Home > Books > Mary Jane(93)

Mary Jane(93)

Author:Jessica Anya Blau

“Don’t be mean.”

“No, I’m not being mean. I’m just saying that I noticed that lisp when she first came to school. But by the end of the year I didn’t hear it. My ears just stopped registering it.”

My mother brought the third plate to the table. “I hope you never said anything to her about it.” She was half scolding me, but her tone was lighter. Maybe I was being forgiven.

“No, Mom.” I went to the cupboard, took down three drinking glasses, and placed them on the table. “But it was the same for Jimmy’s tattoos.”

“I wish you didn’t call those people by their first names!”

“Okay. Well, it was the same with the tattoos. I didn’t see them after a while. And I didn’t see Sheba—Mom, she legally dropped her last name; she doesn’t even have one. . . .”

My mother shook her head. She put the frying pan in the sink to be washed after we’d eaten.

“So with Sheba, I forgot she was a big star. She became just a lady. She’s super kind and caring, Mom. She doesn’t hate anyone, not even drug addicts and not pastors or politicians. She loves singing and she loves the church.”

My mother pointed at the table. “Milk for me. You can have orange soda today, if you’d like.” Now I knew forgiveness was coming.

I took the orange soda from the fridge and poured two glasses, one for me and one for my father. Then I got out the milk and filled my mother’s glass. It was so thick, it looked like wet paint. I thought about the day Jimmy, Izzy, and I had drunk milk straight from the carton.

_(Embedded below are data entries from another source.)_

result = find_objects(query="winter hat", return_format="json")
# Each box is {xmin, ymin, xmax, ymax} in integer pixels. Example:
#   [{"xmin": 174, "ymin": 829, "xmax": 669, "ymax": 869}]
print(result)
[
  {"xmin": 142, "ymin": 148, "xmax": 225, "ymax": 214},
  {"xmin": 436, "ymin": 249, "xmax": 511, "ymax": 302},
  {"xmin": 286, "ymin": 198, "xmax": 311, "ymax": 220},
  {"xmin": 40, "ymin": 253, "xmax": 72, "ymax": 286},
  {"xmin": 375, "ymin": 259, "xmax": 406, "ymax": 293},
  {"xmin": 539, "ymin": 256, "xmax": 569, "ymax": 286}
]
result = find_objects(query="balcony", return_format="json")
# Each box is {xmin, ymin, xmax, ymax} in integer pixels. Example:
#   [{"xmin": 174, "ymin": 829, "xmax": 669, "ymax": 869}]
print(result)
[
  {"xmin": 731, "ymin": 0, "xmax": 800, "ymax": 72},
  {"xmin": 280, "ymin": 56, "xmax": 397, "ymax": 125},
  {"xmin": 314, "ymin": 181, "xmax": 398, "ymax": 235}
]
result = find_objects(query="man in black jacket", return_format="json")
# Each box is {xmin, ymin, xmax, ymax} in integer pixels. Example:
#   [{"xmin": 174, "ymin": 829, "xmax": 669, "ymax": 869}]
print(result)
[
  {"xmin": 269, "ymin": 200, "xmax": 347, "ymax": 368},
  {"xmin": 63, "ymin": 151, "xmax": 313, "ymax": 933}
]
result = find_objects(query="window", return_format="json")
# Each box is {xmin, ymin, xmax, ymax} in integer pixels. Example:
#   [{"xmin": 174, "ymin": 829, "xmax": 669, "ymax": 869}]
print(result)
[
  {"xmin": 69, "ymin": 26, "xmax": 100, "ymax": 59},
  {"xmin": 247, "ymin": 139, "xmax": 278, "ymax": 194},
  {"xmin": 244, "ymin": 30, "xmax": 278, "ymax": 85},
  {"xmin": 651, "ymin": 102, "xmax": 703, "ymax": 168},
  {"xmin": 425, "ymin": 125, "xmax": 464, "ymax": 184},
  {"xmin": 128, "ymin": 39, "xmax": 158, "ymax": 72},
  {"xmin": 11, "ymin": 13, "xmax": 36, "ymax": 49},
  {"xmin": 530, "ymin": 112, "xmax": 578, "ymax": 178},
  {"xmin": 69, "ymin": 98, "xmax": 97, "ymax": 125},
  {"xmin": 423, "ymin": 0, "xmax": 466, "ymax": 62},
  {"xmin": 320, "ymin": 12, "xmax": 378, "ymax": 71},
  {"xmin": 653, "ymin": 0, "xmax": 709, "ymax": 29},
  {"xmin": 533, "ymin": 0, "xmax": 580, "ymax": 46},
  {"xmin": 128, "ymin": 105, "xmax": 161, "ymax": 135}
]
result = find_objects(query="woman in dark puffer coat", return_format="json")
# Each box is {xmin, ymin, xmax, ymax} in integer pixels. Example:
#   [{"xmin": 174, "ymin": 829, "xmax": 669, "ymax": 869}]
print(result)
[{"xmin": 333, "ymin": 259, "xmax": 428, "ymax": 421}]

When I returned the milk to the refrigerator, my mother was standing by the stove staring at me. I could see that her bottom lip was quivering.

“Mom,” I said, and now my lip was quivering.

“I just don’t understand why you lied to us.” A tear ran down my mother’s face. My stomach lurched. My body stilled. I wasn’t sure what to do.

“Um . . .” My chest rose and fell as I tried to breathe. “I really wanted to work with the Cones. I loved the job and I knew you wouldn’t let me if—”

“Exactly, Mary Jane. You knew you shouldn’t be in a house like that.”

“No, Mom. I knew you wouldn’t approve of it. But you were wrong. They’re wonderful people. It was the best summer of my life.”

My mother stared at me and I stared back. We both were breathing hard, as if our lungs were twinned bellows. I had never before told her she was wrong about anything. And until this summer, I had never thought she was wrong about anything.

“Go tell your father lunch is ready.” My mother wiped the tear away and re-formed her face into a placid downturn. She sat at the table and I went to fetch my dad.

14

My home jail sentence was to continue, but with fewer restrictions, until school started. I could now leave the house with my mother, though I still couldn’t see the Kellogg twins, who had returned from camp. I was surprised by how little I was upset about not seeing them. I didn’t feel lonely; I was busy in my head—thinking, remembering, daydreaming. Working out who I had become after spending so much time with Sheba, Jimmy, and the Cones. I figured I’d find my way back to the twins soon enough.

My mother and I did all the usual things: shopping at Eddie’s, having lunch and tea at the Elkridge Club, preparing meals, working in the garden, and going to church on Sunday. After our conversation in the kitchen, my mother no longer seemed angry. She filled the air between us with directions, commentary, and general chatter about the house, the garden, the meals, the neighborhood, and the neighbors.

It wasn’t until the final two days of August, which I knew were Jimmy and Sheba’s last, that I considered sneaking down to the Cones’ only so I could say goodbye. I was grieving the fact that this wonderful summer was behind me, would never happen again, and the only souvenirs I had were the thoughts in my head. The clothes and records Jimmy and Sheba had bought me, along wth the Polaroid I’d kept, were still at the Cone house. By now they were likely buried under other clothes, records, dishes, dishrags, shoes, boxes, and junk mail.

Over those two days, I was desperate for an accidental meeting with someone from the Cone house. I scanned the aisles at Eddie’s, looked out over the pews at church, and kept my eyes on the sidewalks as we cruised down the roads of Roland Park. My mother hadn’t driven past the Cone house since the failed kidnapping. She took parallel streets instead.

When it was time for back-to-school shopping, I knew there was no hope of getting a goodbye moment with Jimmy and Sheba. Izzy seemed just as out of reach, as I assumed Mrs. Cone either didn’t do back-to-school shopping or did it beyond the bounds of the northern Baltimore corridor that roped in my family. Still, I searched the shops as we entered, even our traditional final stop, Van Dyke & Bacon, where my school shoes had been purchased each year since kindergarten. My mother was convinced that because I wore flip-flops, which had no restraint and exposed my feet to direct doses of vitamin D, my feet expanded a bit every day in the summer. She liked to wait until this sunshine-growth period was mostly over before we purchased my regulation school shoes (black-and-white saddle shoes or brown oxfords with only three grommets on each side)。